Breakup of the Bell System
The break up of AT&T was initiated in 1974 by the U.S. Department of Justice antitrust suit against the telephone monopoly. Under the terms of a settlement finalized on January 8, 1982, "Ma Bell" agreed to divest its local exchange service operating companies, in return for a chance to go into the computer business, AT&T Computer Systems. Effective January 1, 1984, AT&T's local operations were split into seven independent Regional Holding Companies, also known as Regional Bell Operating Companies (RBOCs), or "Baby Bells". Afterwards, AT&T, reduced in value by approximately 70%, continued to operate all of its long-distance services, although in the ensuing years it lost portions of its market share to competitors such as MCI and Sprint.
Regional Bell Operating Companies (RBOCs)
- Ameritech Corporation
- Bell Atlantic Corporation
- BellSouth Corporation
- NYNEX Corporation
- Pacific Telesis Group
- Southwestern Bell Corporation
- U S WEST, Inc.
Non-RBOC Bell System members
The only difference between these two incumbent local exchange carriers (ILECs) and the seven divested Baby Bells (RBOCs) was that AT&T owned only a minority interest in these ILECs as opposed to owning them outright before the breakup. Both were monopolies in their coverage areas much like the RBOCs.

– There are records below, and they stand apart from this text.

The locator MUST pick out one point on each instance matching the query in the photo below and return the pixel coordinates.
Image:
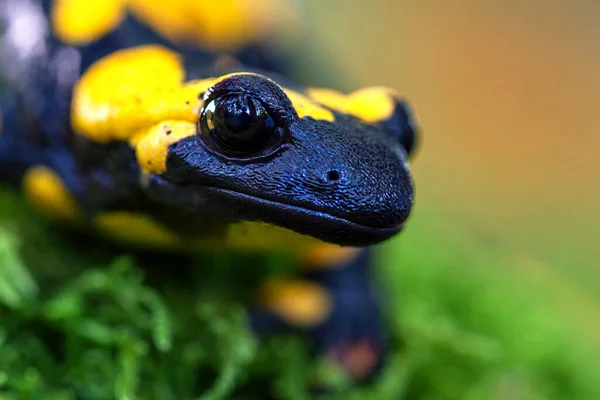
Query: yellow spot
(263, 236)
(300, 303)
(305, 107)
(327, 255)
(136, 229)
(152, 146)
(217, 24)
(83, 21)
(132, 89)
(371, 105)
(45, 190)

- Cincinnati Bell, the only remaining former Bell System member not owned by a Baby Bell, covering the Greater Cincinnati area; it is not included on the map to the right as it is not owned by a Baby Bell.
- SNET, the other non-RBOC Bell System member, was acquired by SBC in 1998 and rebranded as AT&T in 2005; it covered Connecticut.
Effects
The breakup led to a surge of competition in the long distance telecommunications market by companies such as Sprint, MCI, AT&T Communications, BellSouth, Verizon, and Qwest. Four of these are "Baby Bells" or former competitors that have merged with the Baby Bells. AT&T's gambit in exchange for its divestiture, AT&T Computer Systems, failed, and the company became a shadow of its former glory.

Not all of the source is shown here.